The apothecary studies an object in his hand, which might be a prescription — as the text says, "Can you show me a prescription that can drive me away?"

The shelves are filled with jars and cans, as the text says: "The pharmacy, of cans is rather full". From the ceiling hangs a turtle, perhaps as a form of natural medicine.

Götz' watercolour (above) clearly shows that the object in the apothecary's hand is a small bottle. The apothecary's face and wig are different, Death does not wear an apron, and the walls are bare without any jars or cans.
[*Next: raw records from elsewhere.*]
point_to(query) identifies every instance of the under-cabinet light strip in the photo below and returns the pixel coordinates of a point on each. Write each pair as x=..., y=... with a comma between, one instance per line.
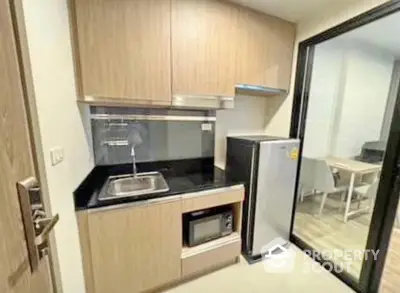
x=151, y=117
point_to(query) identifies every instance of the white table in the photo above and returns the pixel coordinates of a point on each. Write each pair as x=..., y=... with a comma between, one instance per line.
x=354, y=168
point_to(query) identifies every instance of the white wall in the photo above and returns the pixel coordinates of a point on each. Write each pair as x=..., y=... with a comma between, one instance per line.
x=324, y=92
x=367, y=75
x=61, y=123
x=279, y=120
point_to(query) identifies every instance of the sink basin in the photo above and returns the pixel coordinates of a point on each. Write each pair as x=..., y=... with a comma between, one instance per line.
x=133, y=186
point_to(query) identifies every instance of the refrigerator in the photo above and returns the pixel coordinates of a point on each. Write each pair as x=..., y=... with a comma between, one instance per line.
x=267, y=166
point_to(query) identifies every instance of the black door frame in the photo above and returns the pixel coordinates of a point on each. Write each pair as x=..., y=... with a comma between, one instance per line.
x=385, y=209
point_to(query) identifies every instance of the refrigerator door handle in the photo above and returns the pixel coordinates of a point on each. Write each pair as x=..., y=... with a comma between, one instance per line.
x=253, y=158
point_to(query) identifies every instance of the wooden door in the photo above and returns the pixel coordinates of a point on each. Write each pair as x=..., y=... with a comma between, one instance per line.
x=124, y=49
x=135, y=249
x=203, y=47
x=265, y=50
x=16, y=164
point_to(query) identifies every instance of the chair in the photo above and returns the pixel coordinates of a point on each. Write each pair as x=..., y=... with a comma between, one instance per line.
x=306, y=176
x=369, y=191
x=325, y=182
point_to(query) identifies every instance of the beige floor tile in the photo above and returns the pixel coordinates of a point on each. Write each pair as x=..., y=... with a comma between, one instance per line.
x=254, y=279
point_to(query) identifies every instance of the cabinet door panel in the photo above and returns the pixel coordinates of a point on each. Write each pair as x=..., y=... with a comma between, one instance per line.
x=124, y=48
x=265, y=50
x=203, y=54
x=137, y=248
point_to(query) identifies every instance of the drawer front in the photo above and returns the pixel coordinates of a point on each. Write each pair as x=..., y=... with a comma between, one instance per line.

Instead of a turtle, a fish (a sturgeon?) and a horn are hanging.

We will never know if there was a sturgeon or a turtle in the original painting, but the curious thing is that according to Pohle, in the orphanage hall with the 56 paintings hang from the ceiling five dried fish, including a sturgeon, three whale-shoulder-blades and one turtle.

    Der Tod zum Apotheker:
Die Apotheke ist von Büchsen ziemlich voll
Und du zeigst ein Recept, das mich vertreiben soll.
Lass seh'n! was hat's vor Kraft? es ist gar bald zerrissen!
Verlass die Offizin, wirst mit mir wandern müssen.

    Der Apotheker:
Ich habe meine Kunst oft glücklich angebracht,
Und manches Mutterkind gar bald gesund gemacht;
Jedoch mein Beispiel lehrt, dass wegen unsrer Sünden
Kein Pulver und kein Kraut sei für den Tod zu finden.

Death's last line is slightly different by Götz and Pohle. Instead of »wirst mit mir wandern müssen«, Death says: »du wirst nun wandern müssen«.